The digital enterprise needs to deliver a consistent user (customer, employee, or partner) experience across all touchpoints. The authors of Beyond Advertising recommend thinking about brands as touchpoint orchestrators: “the brand’s multiple touchpoints and how they interact with each other, from a digital out-of-home experience to a tablet, from mobile to the store” [Wind 2016].

3.2. Connecting Touchpoints to the Operating System

Every interaction with a brand, from the first time you become aware that it exists to every touchpoint you encounter along the way in your daily life, has an impact: “From the customer perspective, touchpoints with a brand or product are not differentiated: it is the seamless experience that matters.

Touchpoints illustrates the variety of touchpoints that a brand has to orchestrate to deliver a positive customer experience.

touchpoints
Figure 2. Touchpoints

It can be predicted that: “Touchpoints will continue to multiply as we enter an era where every object has the potential to become connected and interactive.

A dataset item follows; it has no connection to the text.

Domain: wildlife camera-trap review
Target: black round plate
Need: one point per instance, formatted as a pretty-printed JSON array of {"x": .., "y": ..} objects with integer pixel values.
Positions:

This evolution impacts the enterprise as a whole: “New structures and processes will need to allow for agility and reaping the benefits both from decentralization and, when needed, the power that leveraging through centralization facilitates.

New operating systems are required to create real-time, personalized experiences. One of their key functions is to enable touchpoint orchestration. For a definition of operating system, see Operating System.

3.3. Developing Business and Organizational Agility

Business agility is the ability to quickly identify and respond to market and environment changes. Enterprises develop business agility when they sense changes in their environment early and act upon them decisively and rapidly.

Employees deep down in the organization may be closer to weak signals at the edge of the organization and must believe they will receive an open hearing when raising concerns or suggesting ideas”. [Day 2019]
— George S. Day
Think Sooner Act Faster

When Agile teams are vigilant and empowered to act, they are better at navigating digital turbulence than those at head office. When weak signals reach head office, they are filtered and cascaded down the organization. This increases the likelihood that weak signals (represented by the purple parallelograms on Business Agility) will not be seen, or that no one will respond to them. This explains why head office can be slow to identify and act upon potential threats and opportunities.

Business Agility illustrates that Agile teams close to the field have enough autonomy to modify products or journeys in response to weak signals. Agile teams do not have to seek permission from head office before experimenting with responses to weak signals.

business-agility
Figure 3. Business Agility

Business agility is facilitated by organizational agility because:

  • Agile teams are cross-functional, which brings diverse perspectives when analyzing weak signals

  • They share a common purpose and vision, which helps to put weak signals in perspective

  • Most of them are stream-aligned, which means Agile teams are directly responsible for delivering products or journeys, facilitating rapid experimentation

Organizational agility was introduced in Why Organizational Agility Matters and is covered by Agile Organization.

Digital Transformation does not have to be disruptive [Sutcliff 2019]. Business agility is about organizations learning to be capable of evolving rapidly.